A mãe das crianças tem orgulho em admitir que é alcoólatra, está sempre acompanhada de um sujeito patético que tenta abusar sexualmente de Lora e de Nick, o chofer, interpretado brilhantemente por Clark Gable. Sua primeira aparição reforça o quão sinistro o personagem é: a princípio, não o vemos – o ângulo baixo mantém seu anonimato -, somente após o espancamento do tal sujeito patético, o zoom em seu rosto revela sua índole, seguido por um soco desferido na pobre enfermeira – a câmera desvia na hora, deixando a agressão implícita.

Lora, obviamente, se dirige a Ranger, que finge não acreditar em sua história e se irrita ao perceber que a protagonista quer ir adiante com essa “investigação”. Os tiques nervosos do doutor dão a entender que ele e Nick trabalham em conjunto, que estão envolvidos em algum esquema para manter as irmãs doentes e a mãe bêbada. Detalhes assim engrandecem a obra, tornando a experiência do espectador ainda mais fascinante – somos detetives.

A sala de Ranger é enorme, salientando seu poder e as barreiras que Lora enfrentaria para chegar à verdade. No plano seguinte, Bell aparece de costas, reafirmando quão difícil seria adentrar essa rede de intrigas e corrupção. Todos falam para ela sobre a importância da ética profissional. Tal repetição enfraquece o significado da palavra, obrigando a protagonista a trilhar seu próprio caminho. Em vez de aceitar e se curvar perante o sistema, Lora, que já era uma mulher forte, cresce e se impõe diante do inaceitável.

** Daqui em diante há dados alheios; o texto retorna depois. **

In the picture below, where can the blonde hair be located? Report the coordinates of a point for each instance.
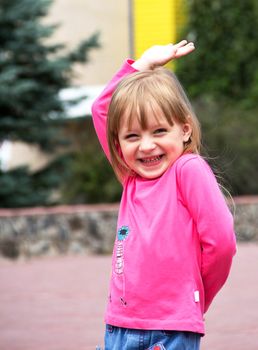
(151, 88)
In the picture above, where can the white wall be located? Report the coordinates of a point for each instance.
(79, 19)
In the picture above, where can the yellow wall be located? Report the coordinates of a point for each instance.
(155, 22)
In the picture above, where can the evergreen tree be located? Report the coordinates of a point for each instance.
(32, 72)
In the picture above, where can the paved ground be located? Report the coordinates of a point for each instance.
(57, 303)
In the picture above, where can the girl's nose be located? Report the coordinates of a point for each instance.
(147, 144)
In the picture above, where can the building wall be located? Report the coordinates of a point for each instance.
(81, 18)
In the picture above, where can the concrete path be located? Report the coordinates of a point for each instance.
(57, 303)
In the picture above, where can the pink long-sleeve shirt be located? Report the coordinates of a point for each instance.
(174, 243)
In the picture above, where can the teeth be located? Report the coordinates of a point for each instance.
(149, 160)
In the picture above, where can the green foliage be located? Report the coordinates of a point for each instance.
(20, 188)
(225, 60)
(91, 179)
(32, 72)
(221, 77)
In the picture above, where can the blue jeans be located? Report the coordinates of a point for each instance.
(117, 338)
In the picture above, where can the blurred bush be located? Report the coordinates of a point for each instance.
(32, 73)
(221, 77)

Mrs. Maxwell, funcionária da mãe das crianças doentes, surge espiando a protagonista atrás de uma cortina, dando indícios de que não é uma personagem confiável. No entanto, com o passar do tempo, descobrimos que ela, na verdade, sabe de tudo e teme pela própria vida. Mortie, o gângster, e Bell eram as pessoas com as quais a enfermeira criou algum tipo de vínculo, logo, eles são peças essenciais no poderoso desfecho.

O melhor exemplo da organização e da nitidez narrativa de “Night Nurse” está numa sequência simples. O grupo precisa de leite e Mortie é o encarregado. O gângster chega na farmácia, Wellman utiliza um plano subjetivo para mostrar as garrafas, ele quebra o vidro da porta e há uma fusão que nos leva para o quarto novamente. Muitos cineastas optariam por mostrar o desenvolvimento desse “assalto”, distraindo o espectador com fragmentos dispensáveis.

Sim, Nick e Ranger eram parceiros na negligência, e, sim, existe um interesse financeiro por trás. No embate final, o chofer está com uma roupa preta que cobre seu pescoço, enquanto Lora veste o tradicional uniforme branco de trabalho – o mal e o bem. Nesse ponto da história, Maloney nem se comporta como uma enfermeira, está mais para uma socialite. Não é sobre fazer o correto, mas o certo. Em um mundo no qual a ética é um crime e a moral é inexistente, nenhum desfecho seria melhor do que aquele – sem falar na rima realizada pelo diretor com o primeiro plano da obra.

Lora Hart não representa um grande desafio para uma atriz que domina a tela com extrema facilidade. Barbara Stanwyck sempre foi muito expressiva e sua humanidade é pulsante, explorada em close ups precisos. Versátil, a atriz caminha dentro de um arco traiçoeiro, que poderia soar inverossímil caso não fosse dotada de um raro talento – tanto para o drama, quanto para a comédia.

“Night Nurse” é um excelente filme que merece ser redescoberto.